Интеллектуальное и эстетическое родство мисс Уинчелси и ученого молодого человека незаметно для обоих переросло в глубокую взаимную симпатию. Экспансивная, простодушная Фанни старалась угнаться за двумя тонкими ценителями искусства, с воодушевлением повторяя: «Прекрасно, прекрасно!» – и демонстрируя ненасытную жажду знаний, как только поступало предложение осмотреть новую достопримечательность: «О, прекрасно, идем скорее!» А вот Хелен под конец немного разочаровала мисс Уинчелси. Хелен отчего-то скуксилась и в галерее палаццо Барберини заявила, что не видит «ничего особенного» в лице Беатриче Ченчи – воспетой Шелли Беатриче Ченчи! [128] Вместо того чтобы поддержать общее возмущение электрическими трамваями, Хелен разразилась тирадой в их защиту: «Людям надо как-то добираться из одного места в другое, хотя бы и на трамвае. Уж лучше так, чем гонять несчастных лошадей вверх-вниз по этим несносным горкам». Как только у нее язык повернулся назвать несносными горками семь великих холмов Рима!
128
Беатриче Ченчи (1577–1599) – дочь римского аристократа Франческо Ченчи, казненная за отцеубийство. В римском палаццо Барберини (ныне – часть Национальной галереи античного искусства) хранится ее портрет работы неизвестного художника, долгое время считавшийся творением Гвидо Рени. Шелли посвятил ей трагедию «Ченчи» (1819).
Кстати о холмах. Когда они вчетвером поднимались на Палатин [129] , Хелен неожиданно сказала Фанни (мисс Уинчелси не слышала):
– Умерь прыть, дорогая, им вовсе не нужно, чтобы мы их догнали. Да и нам это ни к чему. Опять скажем что-нибудь невпопад.

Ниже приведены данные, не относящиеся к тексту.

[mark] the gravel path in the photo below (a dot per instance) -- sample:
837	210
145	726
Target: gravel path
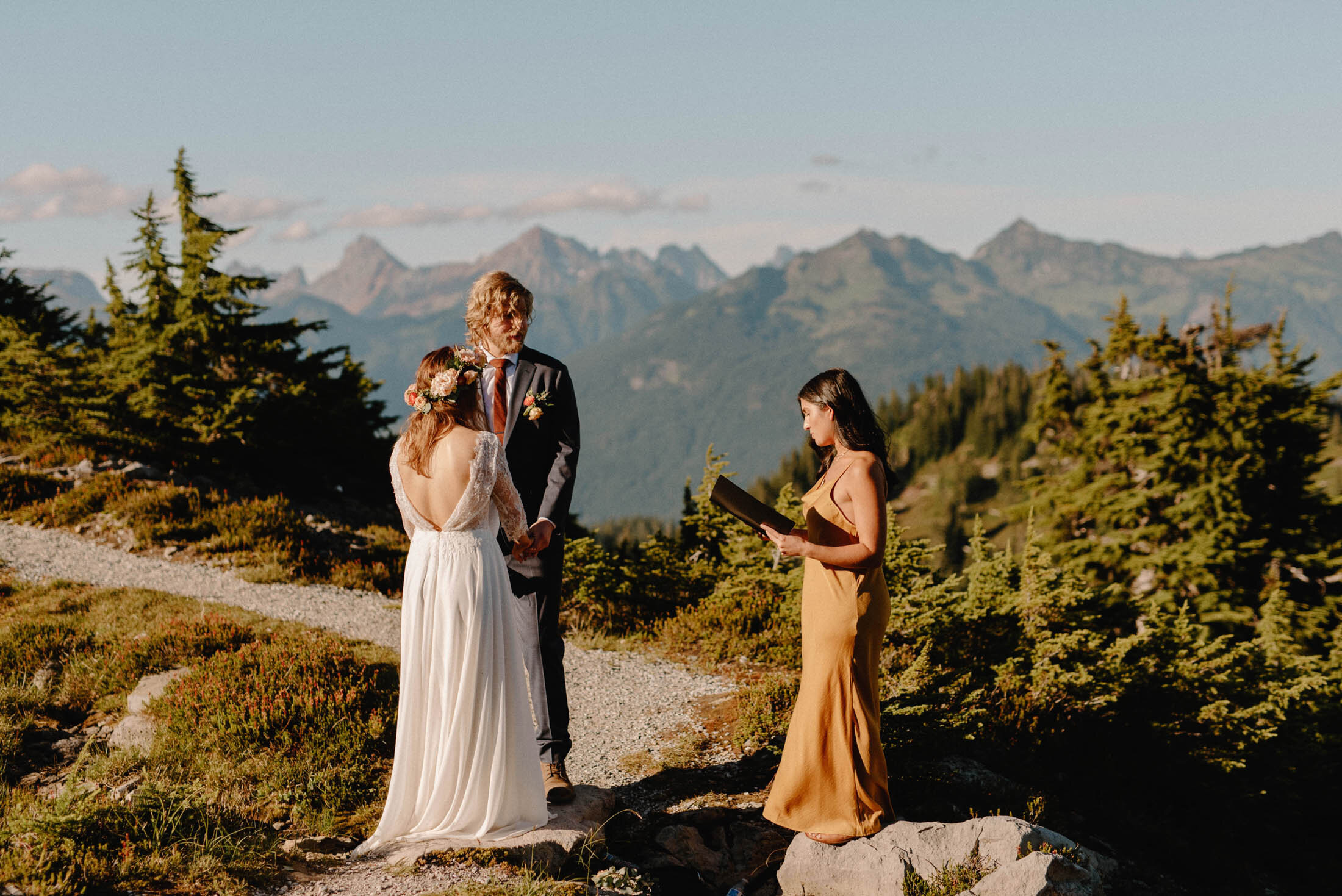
620	703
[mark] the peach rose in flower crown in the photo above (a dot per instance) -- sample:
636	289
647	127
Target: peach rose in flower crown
443	382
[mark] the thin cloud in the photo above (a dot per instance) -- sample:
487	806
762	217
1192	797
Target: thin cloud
614	198
622	199
46	191
297	232
697	203
418	215
925	156
239	210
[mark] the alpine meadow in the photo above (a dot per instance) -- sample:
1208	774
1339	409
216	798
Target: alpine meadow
1114	554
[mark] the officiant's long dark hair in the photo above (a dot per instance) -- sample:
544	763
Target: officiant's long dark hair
858	426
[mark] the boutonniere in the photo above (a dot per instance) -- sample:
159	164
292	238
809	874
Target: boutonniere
536	404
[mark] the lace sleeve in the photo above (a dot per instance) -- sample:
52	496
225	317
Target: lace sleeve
509	503
398	490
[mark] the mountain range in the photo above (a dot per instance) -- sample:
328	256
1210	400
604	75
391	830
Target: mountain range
669	354
71	289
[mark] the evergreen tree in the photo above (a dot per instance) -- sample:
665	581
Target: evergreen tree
1188	476
39	367
196	380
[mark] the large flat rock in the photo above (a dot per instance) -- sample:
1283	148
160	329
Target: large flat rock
875	866
547	848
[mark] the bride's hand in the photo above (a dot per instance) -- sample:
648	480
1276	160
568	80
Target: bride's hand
520	547
789	545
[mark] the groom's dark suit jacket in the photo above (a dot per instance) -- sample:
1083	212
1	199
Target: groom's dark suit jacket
542	456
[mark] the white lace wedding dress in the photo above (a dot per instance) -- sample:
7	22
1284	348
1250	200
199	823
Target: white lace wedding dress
465	742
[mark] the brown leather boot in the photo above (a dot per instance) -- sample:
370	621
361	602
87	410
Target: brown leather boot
559	789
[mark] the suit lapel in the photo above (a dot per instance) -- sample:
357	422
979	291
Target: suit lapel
521	385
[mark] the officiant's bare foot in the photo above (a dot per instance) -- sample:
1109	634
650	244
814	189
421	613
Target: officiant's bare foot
559	789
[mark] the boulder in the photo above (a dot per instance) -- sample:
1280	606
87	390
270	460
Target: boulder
136	731
721	845
324	845
877	864
152	687
1039	875
572	828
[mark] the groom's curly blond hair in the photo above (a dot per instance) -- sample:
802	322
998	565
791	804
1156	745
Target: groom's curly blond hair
494	294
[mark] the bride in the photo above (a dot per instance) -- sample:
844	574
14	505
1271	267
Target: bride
465	745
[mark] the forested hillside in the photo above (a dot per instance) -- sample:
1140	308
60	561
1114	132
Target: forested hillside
723	369
1160	650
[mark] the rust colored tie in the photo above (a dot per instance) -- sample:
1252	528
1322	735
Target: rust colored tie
498	411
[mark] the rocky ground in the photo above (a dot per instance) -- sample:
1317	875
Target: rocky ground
630	711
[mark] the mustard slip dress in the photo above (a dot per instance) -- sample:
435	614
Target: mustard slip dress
833	774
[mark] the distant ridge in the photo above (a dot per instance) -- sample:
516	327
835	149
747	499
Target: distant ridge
669	354
71	289
725	367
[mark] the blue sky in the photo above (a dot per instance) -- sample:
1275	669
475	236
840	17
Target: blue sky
446	129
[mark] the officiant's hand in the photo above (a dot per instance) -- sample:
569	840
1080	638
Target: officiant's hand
789	545
541	531
520	548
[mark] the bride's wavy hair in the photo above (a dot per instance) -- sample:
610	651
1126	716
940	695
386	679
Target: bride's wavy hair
425	429
856	423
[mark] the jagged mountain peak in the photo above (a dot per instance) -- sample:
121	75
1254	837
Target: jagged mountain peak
1016	238
692	265
365	251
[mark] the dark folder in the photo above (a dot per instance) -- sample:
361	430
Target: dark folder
745	507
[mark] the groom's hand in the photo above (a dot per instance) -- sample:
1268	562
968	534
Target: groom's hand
541	531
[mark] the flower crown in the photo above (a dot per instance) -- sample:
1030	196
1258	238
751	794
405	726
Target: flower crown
464	368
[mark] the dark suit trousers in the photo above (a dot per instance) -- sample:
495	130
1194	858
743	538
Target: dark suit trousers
542	654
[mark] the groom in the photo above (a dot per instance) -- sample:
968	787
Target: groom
529	404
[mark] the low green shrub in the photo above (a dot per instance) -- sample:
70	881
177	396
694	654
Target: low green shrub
89	843
27	645
254	523
950	879
19	487
317	717
764	710
171	644
163	514
756	616
78	503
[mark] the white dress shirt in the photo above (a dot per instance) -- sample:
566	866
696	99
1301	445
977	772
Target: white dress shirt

– Я и не пытаюсь их догнать, – ответила Фанни, резко сбавляя ход, – у меня и в мыслях не было. – Еще пару минут она не могла отдышаться.
Зато мисс Уинчелси переживала час своего счастья. Только потом, оглядываясь назад сквозь морок постигшей ее беды, она в полной мере осознала, как счастлива была, когда бродила по руинам в тени кипарисов и обменивалась с милым другом крупицами самых высокий знаний, какие доступны человеческому разуму, нюансами самых изысканных впечатлений, какие можно выразить словами. Мало-помалу их беседы становились все более эмоциональными, и оба, уже не таясь, взахлеб воспевали красоты Рима, если поблизости не было столь ценимой Хелен современности. Мало-помалу их интерес начал смещаться от всего, что их окружало, навевая чудесные ассоциации, в сторону более личных предметов и чувств. Пусть не враз и не прямо, они кое-что приоткрыли друг другу: она намеками поведала о своей учебе, своих экзаменационных успехах и своей радости, что дни зубрежки позади. Он вполне определенно дал понять, что также избрал преподавательскую карьеру. Они обсудили высокую миссию учителя, необходимость человеколюбия, без которого трудно мириться с издержками профессии, и чувство одиночества, которое иногда настигает их.
129
Палатин – центральный (и обжитый ранее других) из семи холмов, на которых стоит Рим.